Drastically increased electrical and thermal conductivities of Pt-infiltrated MXenes

Abstract

MXenes have been reported to have excellent electrical and thermal properties theoretically. However, the actual properties of the synthesized MXene are far less than expected. This discrepancy arises mostly from the structural defects formed during synthesis. This work demonstrates that the thermal, electrical, and mechanical properties of the Ti3C2 MXene can be readily improved via the vapor phase infiltration (VPI) phenomenon of platinum (Pt) which usually occurs in the conventional atomic layer deposition (ALD) process.

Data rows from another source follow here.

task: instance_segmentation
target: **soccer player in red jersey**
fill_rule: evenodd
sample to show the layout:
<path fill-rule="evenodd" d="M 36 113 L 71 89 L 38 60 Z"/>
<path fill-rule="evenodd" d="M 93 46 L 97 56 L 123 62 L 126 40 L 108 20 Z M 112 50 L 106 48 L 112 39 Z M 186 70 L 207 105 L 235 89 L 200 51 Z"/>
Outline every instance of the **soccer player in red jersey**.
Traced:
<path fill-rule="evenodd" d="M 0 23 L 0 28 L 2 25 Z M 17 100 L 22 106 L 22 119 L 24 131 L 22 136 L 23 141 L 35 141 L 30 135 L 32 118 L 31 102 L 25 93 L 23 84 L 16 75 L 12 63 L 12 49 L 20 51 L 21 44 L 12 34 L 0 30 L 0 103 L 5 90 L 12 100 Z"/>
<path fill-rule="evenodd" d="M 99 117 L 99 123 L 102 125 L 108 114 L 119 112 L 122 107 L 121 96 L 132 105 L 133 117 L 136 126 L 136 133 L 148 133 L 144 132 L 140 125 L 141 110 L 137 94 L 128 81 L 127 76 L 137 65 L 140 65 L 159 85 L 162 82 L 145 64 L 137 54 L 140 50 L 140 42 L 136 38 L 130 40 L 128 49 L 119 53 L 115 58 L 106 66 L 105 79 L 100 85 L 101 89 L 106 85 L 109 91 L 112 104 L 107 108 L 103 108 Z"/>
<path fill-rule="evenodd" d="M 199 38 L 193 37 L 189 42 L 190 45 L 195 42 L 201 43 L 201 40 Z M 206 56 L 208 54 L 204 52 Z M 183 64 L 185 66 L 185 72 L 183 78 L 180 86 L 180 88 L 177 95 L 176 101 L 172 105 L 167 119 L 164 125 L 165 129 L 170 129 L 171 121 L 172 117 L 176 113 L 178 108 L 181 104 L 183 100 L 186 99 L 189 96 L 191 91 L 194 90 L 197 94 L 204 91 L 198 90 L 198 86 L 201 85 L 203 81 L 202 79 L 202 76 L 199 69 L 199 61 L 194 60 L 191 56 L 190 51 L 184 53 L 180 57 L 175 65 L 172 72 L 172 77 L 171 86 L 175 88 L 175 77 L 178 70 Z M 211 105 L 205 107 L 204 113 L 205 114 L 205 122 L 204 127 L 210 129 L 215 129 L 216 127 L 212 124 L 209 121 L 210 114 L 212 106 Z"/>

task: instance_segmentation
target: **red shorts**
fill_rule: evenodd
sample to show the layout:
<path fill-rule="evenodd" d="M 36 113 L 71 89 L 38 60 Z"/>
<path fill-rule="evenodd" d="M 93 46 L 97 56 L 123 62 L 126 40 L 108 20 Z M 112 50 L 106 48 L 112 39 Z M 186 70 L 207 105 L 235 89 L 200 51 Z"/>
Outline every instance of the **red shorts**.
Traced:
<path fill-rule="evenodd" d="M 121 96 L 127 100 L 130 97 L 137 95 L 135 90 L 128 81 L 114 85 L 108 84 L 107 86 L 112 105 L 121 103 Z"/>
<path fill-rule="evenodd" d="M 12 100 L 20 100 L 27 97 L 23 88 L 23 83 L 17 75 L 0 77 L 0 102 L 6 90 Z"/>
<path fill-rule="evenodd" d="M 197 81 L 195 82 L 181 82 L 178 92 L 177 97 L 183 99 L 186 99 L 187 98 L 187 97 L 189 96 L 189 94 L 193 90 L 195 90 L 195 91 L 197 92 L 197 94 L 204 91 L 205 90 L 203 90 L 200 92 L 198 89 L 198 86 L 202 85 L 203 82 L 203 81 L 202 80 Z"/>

The infiltrated Pt atoms are found to cure Ti-defects in the MXene and to build bridges that interconnect MXene nanoflakes by creating covalent Pt-C bonds, which act as highly efficient channels for electrical and thermal conduction. The Pt infiltrated MXene displays drastic enhancement in thermal, electrical, and mechanical properties, simultaneously. Notably, both in-plane electrical/thermal conductivity and cross-plane electrical/thermal conductivity are found to significantly increase (similar to 2.4/similar to 1.8 times and similar to 6.6/similar to 5.0 times, respectively). Electrothermal heaters made by using the Pt-infiltrated MXene exhibit outstanding efficiency, high heating rate, and good stability.